ABC試験とスペード試験とミルクアレルギー

2024年5月

 生後8か月の赤ちゃんのお母さん:「生後1か月前後までは、普通の粉ミルクを飲んでいたんですが、どうも、ミルク入りの離乳食を食べて、ぶつぶつが出たようです。ミルクアレルギ―でしょうか?」

 食物アレルギーに関して、分からないことが沢山ありますが、少しず見えてきています。特にミルクアレルギーに関して、

 @ 赤ちゃんの発達によって、アレルギーになりやすい年齢がある(ABC試験)

 A 食べないと食物アレルギーになりやすい(スペード試験)   です。

@ ABC試験

 生後3日目までに、普通の粉ミルクを飲んだ赤ちゃんと、アレルギーの起こらないミルク(アミノ酸ミルク)を飲んだ赤ちゃんが、2歳になった時にミルクアレルギーが有るか無しかを調べた試験です。

 普通の粉ミルクを飲んだ赤ちゃんに2倍の頻度でミルクアレルギーが有りました。

 新生児期は腸の機能が未熟であったり、腸の中の環境が十分に整っていなかったりで、新しい食べ物に関しては注意が必要です。

A スペード試験

 トランプのゲームではありませんが、スペード試験というのがあります。沖縄のこども達を対象にした試みです。生後1〜2か月のこども達に、少なくとも1日に10mlの普通の粉ミルクを飲ませ続けると、母乳だけ又は母乳と大豆乳を飲んだ子供に比べてミルクアレルギーが少なかったという試験です。
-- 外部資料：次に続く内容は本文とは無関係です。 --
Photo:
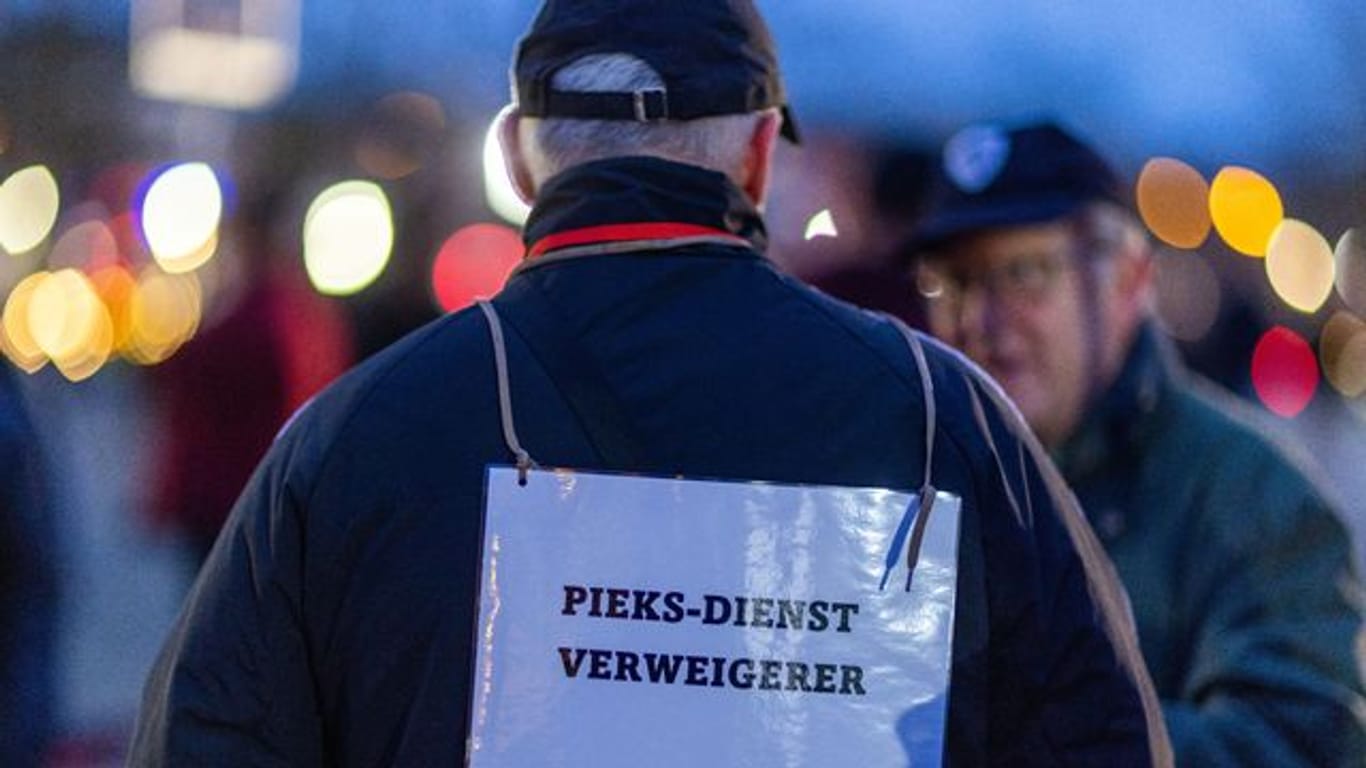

 「ABC試験では、普通の粉ミルクを飲まなかった赤ちゃんのほうがアレルギーが少なかった。スペード試験では普通の粉ミルクを飲んだ赤ちゃんの方がアレルギーが少なかった。」と正反対の結果ではないかと思われますが、ABC試験では生後3日目までの新生児であり、スペード試験では生後1〜2か月の赤ちゃんです。

 新生児期、特に生後1週間までの早期新生児期の赤ちゃんのお腹は非常に敏感で未成熟です。アレルギー反応を起こしやすそうな食物は食べないほうがよさそうです。今回の話では普通の粉ミルクという事です。そして、ここが大事なところですが、一度お腹に入った食物は少しずつでいいから食べ続けることが、食物アレルギーの予防になるという事です。

 新生児期に、普通の粉ミルクを飲んだ場合には、続けて少しでいいから粉ミルクを薬と思って飲み続けることが、アレルギーの予防になるかもしれません。